- Gunfire taken from the cover of Gunfire #0 (September 1994). Art by Ed Benes.

Publication information
- Publisher: DC Comics
- First appearance: Deathstroke Annual #2 (October 1993)
- Created by: Len Wein (writer) Steve Erwin (artist)

In-story information
- Alter ego: Andrew Van Horn
- Species: Metahuman
- Team affiliations: Blood Pack
- Abilities: Agitation of particles to either cause objects to explode or fire energy projectiles

= Gunfire (character) =

Gunfire (Andrew Van Horn) is a DC Comics superhero and freelance anti-terrorist operative. He first appeared in Deathstroke Annual #2 (October 1993), created by Len Wein and Steve Erwin, and was one of the "New Bloods", several superpowered individuals introduced during the 1993 DC Comics Bloodlines crossover event.

==Fictional character biography==
During the Bloodlines crossover, Venev, an alien parasite, emerges in Paris and senses power nearby in the form of Deathstroke. She follows him to the Van Horn company building, and on the way attacks and kills the owner of the company. Andrew Van Horn, the man's son, is also attacked and seemingly killed.

Andrew soon awakens and, realizing that a creature is inside the building is killing his employees, creates a suit of technological armor and follows the trail of bodies. He encounters Deathstroke whom he attacks, thinking him responsible for the carnage, although both men fail to hurt each other due to their body armor. In the course of the battle, Andrew discovers that he has gained the ability to manipulate kinetic energy and attempts to use them on Deathstroke. Both men soon come to an understanding and head off to battle Venev.

Soon after this incident, Andrew's connection with the aliens draws him to Metropolis, where veteran superheroes are battling the creature that the parasites have brought forth. Andrew works with dozens of other 'New Bloods', people who have acquired powers when attacked. Eventually, the superheroes are freed and the aliens destroyed.

As Andrew Van Horn takes over his family company, he quickly learns his father had profited from weapons sales to terrorists, whom he starts working to neutralize, which leads him into conflict with'Dominion, a former employee of his father's business. Dominion runs a group called the Oblivion Front, but Gunfire soon ends its operation.

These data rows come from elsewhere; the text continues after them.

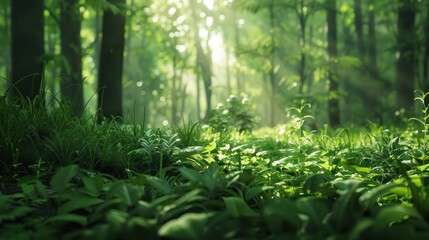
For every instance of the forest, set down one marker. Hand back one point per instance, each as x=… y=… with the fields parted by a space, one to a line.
x=216 y=119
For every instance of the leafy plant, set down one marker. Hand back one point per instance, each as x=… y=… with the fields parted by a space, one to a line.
x=236 y=113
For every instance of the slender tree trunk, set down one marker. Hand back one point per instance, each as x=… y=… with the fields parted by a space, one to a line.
x=359 y=28
x=303 y=23
x=376 y=103
x=228 y=71
x=71 y=82
x=6 y=53
x=272 y=74
x=174 y=89
x=237 y=47
x=111 y=63
x=52 y=85
x=27 y=50
x=426 y=56
x=333 y=101
x=406 y=60
x=204 y=62
x=372 y=42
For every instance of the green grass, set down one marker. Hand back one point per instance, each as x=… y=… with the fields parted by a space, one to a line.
x=64 y=177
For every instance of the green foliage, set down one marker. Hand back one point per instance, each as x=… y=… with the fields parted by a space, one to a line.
x=235 y=113
x=349 y=183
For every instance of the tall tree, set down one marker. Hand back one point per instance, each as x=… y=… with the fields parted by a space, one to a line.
x=372 y=41
x=111 y=61
x=359 y=28
x=406 y=59
x=333 y=101
x=71 y=82
x=426 y=56
x=204 y=61
x=27 y=51
x=272 y=58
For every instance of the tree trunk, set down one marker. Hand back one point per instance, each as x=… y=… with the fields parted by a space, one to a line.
x=376 y=103
x=272 y=75
x=359 y=28
x=302 y=23
x=406 y=59
x=372 y=41
x=111 y=63
x=174 y=89
x=333 y=101
x=71 y=81
x=237 y=47
x=27 y=50
x=426 y=56
x=6 y=53
x=203 y=62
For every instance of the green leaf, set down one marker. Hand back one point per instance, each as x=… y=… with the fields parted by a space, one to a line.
x=371 y=197
x=316 y=182
x=159 y=184
x=237 y=207
x=68 y=218
x=189 y=226
x=192 y=175
x=316 y=209
x=359 y=230
x=78 y=202
x=129 y=194
x=93 y=185
x=254 y=191
x=62 y=178
x=396 y=213
x=209 y=147
x=281 y=210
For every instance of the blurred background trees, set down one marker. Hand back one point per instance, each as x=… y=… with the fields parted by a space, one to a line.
x=353 y=60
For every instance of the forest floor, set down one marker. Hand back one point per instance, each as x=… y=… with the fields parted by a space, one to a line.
x=64 y=177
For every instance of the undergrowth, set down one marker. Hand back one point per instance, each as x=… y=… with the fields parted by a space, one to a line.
x=65 y=177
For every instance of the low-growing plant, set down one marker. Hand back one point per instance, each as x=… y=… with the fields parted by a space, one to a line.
x=235 y=113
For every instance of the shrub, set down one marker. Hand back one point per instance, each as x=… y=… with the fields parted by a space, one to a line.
x=237 y=112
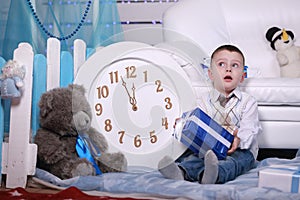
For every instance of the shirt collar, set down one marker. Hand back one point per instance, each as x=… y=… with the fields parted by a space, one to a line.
x=215 y=94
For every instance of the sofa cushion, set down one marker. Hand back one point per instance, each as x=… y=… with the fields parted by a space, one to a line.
x=217 y=22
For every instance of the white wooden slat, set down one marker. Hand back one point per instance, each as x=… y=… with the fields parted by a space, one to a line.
x=142 y=11
x=53 y=63
x=79 y=54
x=21 y=155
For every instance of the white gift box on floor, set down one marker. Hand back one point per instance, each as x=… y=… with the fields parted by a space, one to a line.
x=282 y=177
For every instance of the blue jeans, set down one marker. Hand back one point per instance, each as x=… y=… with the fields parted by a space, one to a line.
x=232 y=166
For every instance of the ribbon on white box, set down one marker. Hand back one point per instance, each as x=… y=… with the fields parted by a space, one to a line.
x=282 y=177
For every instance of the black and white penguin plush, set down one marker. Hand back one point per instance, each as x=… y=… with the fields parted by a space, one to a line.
x=288 y=55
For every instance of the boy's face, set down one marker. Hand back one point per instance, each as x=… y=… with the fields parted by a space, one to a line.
x=226 y=71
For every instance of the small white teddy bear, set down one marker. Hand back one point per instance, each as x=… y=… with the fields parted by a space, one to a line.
x=11 y=80
x=288 y=55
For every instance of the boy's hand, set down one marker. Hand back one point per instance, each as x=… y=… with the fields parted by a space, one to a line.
x=235 y=143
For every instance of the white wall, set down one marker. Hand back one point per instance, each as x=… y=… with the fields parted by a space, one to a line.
x=142 y=19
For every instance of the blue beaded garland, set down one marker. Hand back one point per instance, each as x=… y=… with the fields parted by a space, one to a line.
x=50 y=34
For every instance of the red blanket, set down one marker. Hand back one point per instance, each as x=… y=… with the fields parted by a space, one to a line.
x=69 y=193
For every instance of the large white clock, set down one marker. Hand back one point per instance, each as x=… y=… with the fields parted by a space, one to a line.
x=136 y=92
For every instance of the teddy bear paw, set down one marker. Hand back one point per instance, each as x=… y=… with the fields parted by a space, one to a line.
x=83 y=169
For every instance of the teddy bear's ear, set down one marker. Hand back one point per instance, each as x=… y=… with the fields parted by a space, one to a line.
x=45 y=104
x=291 y=34
x=77 y=88
x=270 y=32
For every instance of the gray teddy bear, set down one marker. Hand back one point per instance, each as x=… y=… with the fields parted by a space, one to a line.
x=67 y=144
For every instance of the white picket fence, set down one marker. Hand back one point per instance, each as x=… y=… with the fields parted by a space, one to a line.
x=19 y=154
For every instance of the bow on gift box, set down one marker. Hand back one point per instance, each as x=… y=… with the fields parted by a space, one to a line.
x=199 y=133
x=84 y=146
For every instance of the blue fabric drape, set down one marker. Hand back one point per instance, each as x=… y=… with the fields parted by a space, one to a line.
x=101 y=26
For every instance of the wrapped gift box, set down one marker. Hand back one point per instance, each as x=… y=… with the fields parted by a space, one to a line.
x=282 y=177
x=200 y=133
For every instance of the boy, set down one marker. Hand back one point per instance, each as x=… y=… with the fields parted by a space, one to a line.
x=236 y=111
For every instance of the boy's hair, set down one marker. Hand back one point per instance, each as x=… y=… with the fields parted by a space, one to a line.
x=230 y=48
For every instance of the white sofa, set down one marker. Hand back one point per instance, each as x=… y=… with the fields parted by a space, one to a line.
x=208 y=24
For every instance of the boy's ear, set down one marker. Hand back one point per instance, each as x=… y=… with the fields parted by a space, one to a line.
x=210 y=74
x=243 y=78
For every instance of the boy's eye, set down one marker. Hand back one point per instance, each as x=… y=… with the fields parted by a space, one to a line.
x=221 y=64
x=235 y=65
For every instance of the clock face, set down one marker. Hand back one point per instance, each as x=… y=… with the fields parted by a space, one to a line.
x=135 y=102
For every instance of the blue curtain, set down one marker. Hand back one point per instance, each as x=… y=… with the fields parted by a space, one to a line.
x=34 y=21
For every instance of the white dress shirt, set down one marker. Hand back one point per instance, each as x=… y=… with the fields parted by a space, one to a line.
x=240 y=112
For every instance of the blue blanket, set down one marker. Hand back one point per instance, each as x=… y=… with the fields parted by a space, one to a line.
x=153 y=183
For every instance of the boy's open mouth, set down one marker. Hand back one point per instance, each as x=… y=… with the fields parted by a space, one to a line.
x=227 y=78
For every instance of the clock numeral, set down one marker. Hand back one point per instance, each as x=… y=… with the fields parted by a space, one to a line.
x=99 y=109
x=159 y=87
x=103 y=91
x=153 y=137
x=145 y=76
x=169 y=103
x=114 y=77
x=137 y=141
x=121 y=133
x=165 y=123
x=108 y=126
x=130 y=71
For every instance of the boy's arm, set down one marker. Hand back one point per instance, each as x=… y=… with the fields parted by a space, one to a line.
x=249 y=124
x=235 y=144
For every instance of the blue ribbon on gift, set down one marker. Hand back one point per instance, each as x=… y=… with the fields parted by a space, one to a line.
x=199 y=140
x=83 y=147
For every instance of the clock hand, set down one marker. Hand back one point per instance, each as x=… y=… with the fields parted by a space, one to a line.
x=134 y=107
x=132 y=100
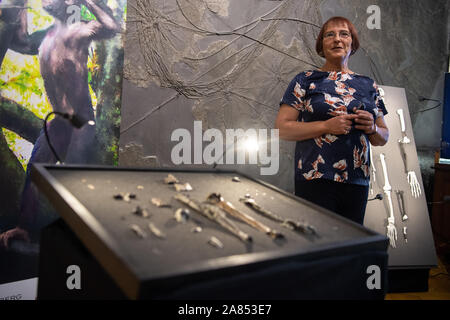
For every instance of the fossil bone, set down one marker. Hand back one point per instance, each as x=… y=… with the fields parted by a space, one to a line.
x=217 y=199
x=158 y=233
x=391 y=229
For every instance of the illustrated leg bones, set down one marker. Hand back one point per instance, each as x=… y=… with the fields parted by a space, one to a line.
x=219 y=201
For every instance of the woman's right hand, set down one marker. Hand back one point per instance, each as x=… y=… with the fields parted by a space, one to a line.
x=340 y=125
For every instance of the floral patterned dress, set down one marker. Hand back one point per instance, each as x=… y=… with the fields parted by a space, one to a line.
x=319 y=96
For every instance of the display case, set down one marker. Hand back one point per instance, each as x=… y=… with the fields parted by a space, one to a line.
x=105 y=232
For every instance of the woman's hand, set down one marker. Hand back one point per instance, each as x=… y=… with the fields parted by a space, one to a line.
x=365 y=121
x=340 y=125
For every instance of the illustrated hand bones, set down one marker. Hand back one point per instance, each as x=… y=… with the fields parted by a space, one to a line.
x=412 y=178
x=391 y=230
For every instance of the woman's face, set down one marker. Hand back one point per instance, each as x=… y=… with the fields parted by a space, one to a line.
x=337 y=41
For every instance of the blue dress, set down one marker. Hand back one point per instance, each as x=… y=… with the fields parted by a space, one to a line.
x=319 y=96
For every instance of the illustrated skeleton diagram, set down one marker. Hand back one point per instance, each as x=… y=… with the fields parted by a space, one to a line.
x=411 y=175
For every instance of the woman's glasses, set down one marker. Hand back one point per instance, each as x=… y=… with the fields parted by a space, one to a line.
x=342 y=34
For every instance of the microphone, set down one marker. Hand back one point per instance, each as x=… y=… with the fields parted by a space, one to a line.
x=75 y=120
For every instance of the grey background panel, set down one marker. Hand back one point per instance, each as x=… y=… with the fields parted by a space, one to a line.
x=173 y=53
x=419 y=251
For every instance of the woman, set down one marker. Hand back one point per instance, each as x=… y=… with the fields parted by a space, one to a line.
x=333 y=114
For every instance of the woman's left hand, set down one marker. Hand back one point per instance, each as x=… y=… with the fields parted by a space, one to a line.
x=364 y=121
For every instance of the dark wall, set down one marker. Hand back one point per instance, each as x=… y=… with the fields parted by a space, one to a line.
x=228 y=63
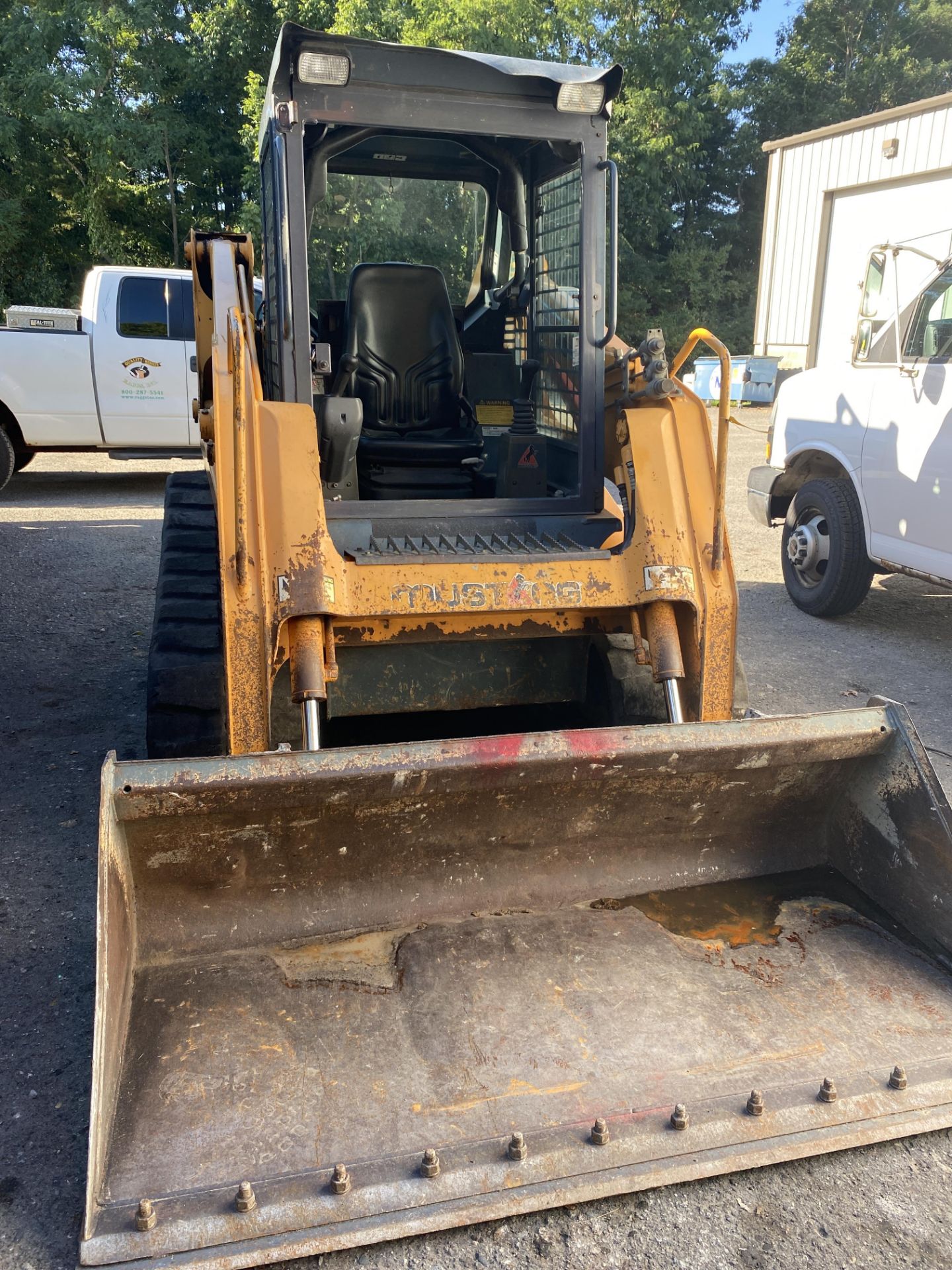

In Infinite Crisis, Gunfire battles the Secret Society of Super Villains during their attack on Metropolis, during which Prometheus cuts off his hands.

In Final Crisis, Gunfire is seen with dozens of other forgotten heroes in a self-described 'Limbo', where no stories happen. They are rescued by Superman and a dimension-crossing ship. Later, all of them assist against the cosmic threat of Mandrakk.

In Heroes in Crisis, Gunfire is among the patients of the Sanctuary therapy center who are killed in an unexpected attack. It is later revealed that the hero Gold Beetle replaced all of the dead heroes with clones from the 31st century and that they are all alive.

==Other versions==

- Gunfire's eyepiece survived into the far future, appearing in Hitman One Million. The eyepiece is found by an unnamed man, who proceeds to die after accidentally using his powers on himself. John McCrea, who illustrated the issue, describes Gunfire as "one of the junk-er characters to come out of Bloodlines", stating that he "told Garth [Ennis] many, many times that [McCrea] hated Gunfire, because it's a terrible, terrible concept".
- In The New 52, police officer Blake gains similar abilities to Hitman after being infected by an alien parasite. He and a couple of other Pine Ridge occupants are drawn together by a mysterious stranger who knows of the terror surrounding their current happenstances. Blake succumbs to the parasite's infection just as he and the others breach the hive of the mother parasite. Haley is forced to kill him by ripping out his own extraterrestrial leech with her power.

==Powers and abilities==
Gunfire is able to turn anything he touches into a gun, doing so by agitating atoms within an object in order to discharge its molecular mass as concussive energy bullets. Once its mass has been spent, the item can no longer maintain structural integrity, crumbling to ashes scant moments afterward. Inorganic objects last longer than biological ones and the denser or larger objects contribute more bullets or greater energy discharge upon release. If Gunfire attempts to use an object without a defined topological focal point (i.e. perfect sphere like a snowglobe), it would become a timed explosive, like a hand grenade.

Officer Blake's parasite-derived abilities enable him to turn anything he touches into a volatile material energy state. Once transformed, most objects he uses his power on can be converted into raw destructive force. He can either dial the energy back or let it run its course wherein said alternated element explodes.